Wednesday, June 9th, 2010Bought SPY 109 July calls (17-July expiration) at 2.90.
Last leg of the correction? Time to break the 2010 trendline?
Tuesday, June 8th, 2010Although recent intra-day lows have crossed the 2010 trendline in the graph below I hallucinated in February we haven’t had a SPY closing yet that has crossed that line (104.87 for 9-June-2010). My crystal ball has been notably hazy recently, but I’m still thinking this is a correction and not the beginning of a bear market.
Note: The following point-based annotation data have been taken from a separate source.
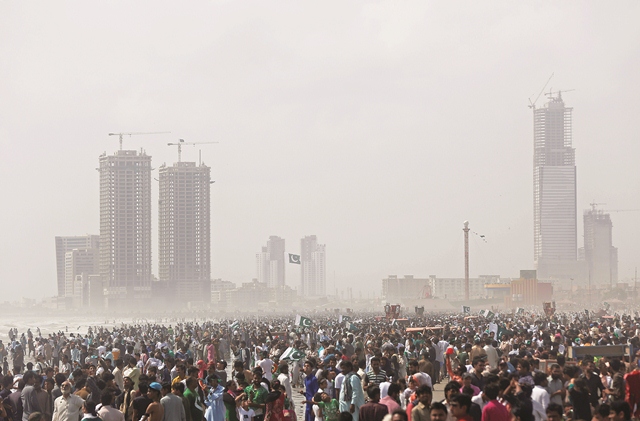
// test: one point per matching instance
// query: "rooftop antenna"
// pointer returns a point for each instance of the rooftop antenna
(120, 135)
(533, 104)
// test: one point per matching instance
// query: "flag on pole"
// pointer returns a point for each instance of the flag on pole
(303, 321)
(292, 354)
(350, 326)
(486, 314)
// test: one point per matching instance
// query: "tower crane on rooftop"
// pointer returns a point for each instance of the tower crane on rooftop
(559, 92)
(120, 135)
(182, 142)
(594, 205)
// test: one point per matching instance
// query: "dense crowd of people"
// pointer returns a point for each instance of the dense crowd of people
(511, 367)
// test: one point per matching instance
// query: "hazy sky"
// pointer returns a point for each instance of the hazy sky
(377, 126)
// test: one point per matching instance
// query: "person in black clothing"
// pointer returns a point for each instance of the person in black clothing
(579, 395)
(477, 379)
(141, 403)
(594, 384)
I continue to be bearish on the prospects for Europe’s monetary union—I think they inadvertently created a gold standard of sorts (the Euro with Germany as the center of mass). Economists generally frown on such things because the only response left in tough times if you can’t devalue the currency and/or renege on national debt is to put draconian economic measures in place (e.g., benefit cuts, decreases in government spending)–at a time when many of the countries are already in severe recessions. Unless Germany agrees to an inflationary strategy, or the European Common Market agrees to a much more centralized government (neither of which seem likely) I predict more drama for the Euro.
Will things start looking up for BP?
Thursday, June 3rd, 2010I’m optimistic that this generation of containment device will work–once they manage to trim the pipe. Bought BP July (17-July expiration) calls at 40 for 2.84. BP is currently trading at 38.34.
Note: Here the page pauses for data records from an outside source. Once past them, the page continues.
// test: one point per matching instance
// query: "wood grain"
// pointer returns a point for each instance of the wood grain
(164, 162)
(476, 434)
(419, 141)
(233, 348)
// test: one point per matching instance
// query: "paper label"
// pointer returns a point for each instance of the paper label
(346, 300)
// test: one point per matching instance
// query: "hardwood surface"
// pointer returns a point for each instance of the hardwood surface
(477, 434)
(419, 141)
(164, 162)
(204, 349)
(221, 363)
Recovering from a correction–six years ago
Tuesday, June 1st, 2010On June 1st 2004 SPY was well on its way recovering from a 5% correction that started in May. The jury is still out on whether this year’s 12% correction (based on closing values) is over, or just the beginning of a bear market. Six years ago we didn’t have the PIIGS (Portugal, Italy, Ireland, Greece, and Spain) in financial turmoil, or a big oil leak in the gulf, on the other hand, Iraq was looking pretty shaky back then.
If you are looking for bullish signs you can point to the big increase in normalized volume–the 25 trading day average on SPY is at 346 million shares per day.